For solid solutions with the same arrangement of atoms, the size of a unit cell depends on the size of the atoms in the unit cell. Consider samples of the CH3NH3Pb(I1‑xBrx)3 semiconductor. Since I- and Br- are different sizes, changing the value of x between 0 and 1 should change the unit cell size. Since the distance between nuclei helps determine how strongly electrons are held, changing the value of x should also change the band gap energy. In this experiment you will study CH3NH3Pb(I1‑xBrx)3 for an assigned value of x, measure the unit cell size by powder x-ray diffraction, and estimate the band gap energy by visible absorption spectroscopy. Combining class values will let us see the overall relationship between composition, atomic size, and electron energy levels.
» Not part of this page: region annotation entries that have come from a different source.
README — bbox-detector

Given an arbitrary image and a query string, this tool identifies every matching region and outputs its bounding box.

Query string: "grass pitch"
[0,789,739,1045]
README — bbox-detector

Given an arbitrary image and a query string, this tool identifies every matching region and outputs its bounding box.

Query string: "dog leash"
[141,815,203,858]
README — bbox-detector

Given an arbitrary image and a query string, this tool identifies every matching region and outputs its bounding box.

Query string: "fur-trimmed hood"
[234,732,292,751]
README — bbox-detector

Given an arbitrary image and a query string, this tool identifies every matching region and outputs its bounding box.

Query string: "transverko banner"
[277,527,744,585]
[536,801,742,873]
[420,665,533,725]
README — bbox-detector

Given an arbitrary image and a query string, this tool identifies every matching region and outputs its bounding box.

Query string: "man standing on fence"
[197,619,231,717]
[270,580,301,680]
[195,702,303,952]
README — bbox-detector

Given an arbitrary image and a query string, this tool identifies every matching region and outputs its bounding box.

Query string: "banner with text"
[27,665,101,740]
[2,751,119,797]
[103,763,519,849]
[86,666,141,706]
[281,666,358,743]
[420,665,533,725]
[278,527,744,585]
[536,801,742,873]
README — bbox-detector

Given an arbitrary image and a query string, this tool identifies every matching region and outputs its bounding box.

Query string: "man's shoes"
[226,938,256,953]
Caution: these samples contain lead. Care should be taken not to eat them. Clean up all spills. Dispose of the material in an appropriate waste container.


Wear eye protection

Chemical gloves
Fumehood required


Align the end of an aluminum XRD holder with the end of a glass microscope slide. Use a marker to draw the XRD sample position on the microscope slide. Write the value of x in the CH3NH3Pb(I1‑xBrx)3 formula on the slide.

Heat a hotplate to 120°C in a hood. Place the microscope slide with the drawn side down onto the hotplate. Repeatedly dip a pasteur pipet (no bulb) into your assigned solution and tap the pipet onto the hot microscope slide to transfer solution and cover the sample area.

Heat 5-10 minutes. If a sample phase-separates (a color change occurs on cooling) reheat the sample.

Use a straightedge and a diamond pencil to score the center of a 22x40mm cover slip. Draw the line only once. Use about the same amount of pressure that you would use to write on paper with a regular pencil. Fold away along the line to produce two pieces of glass that will fit in the visible spectrometer.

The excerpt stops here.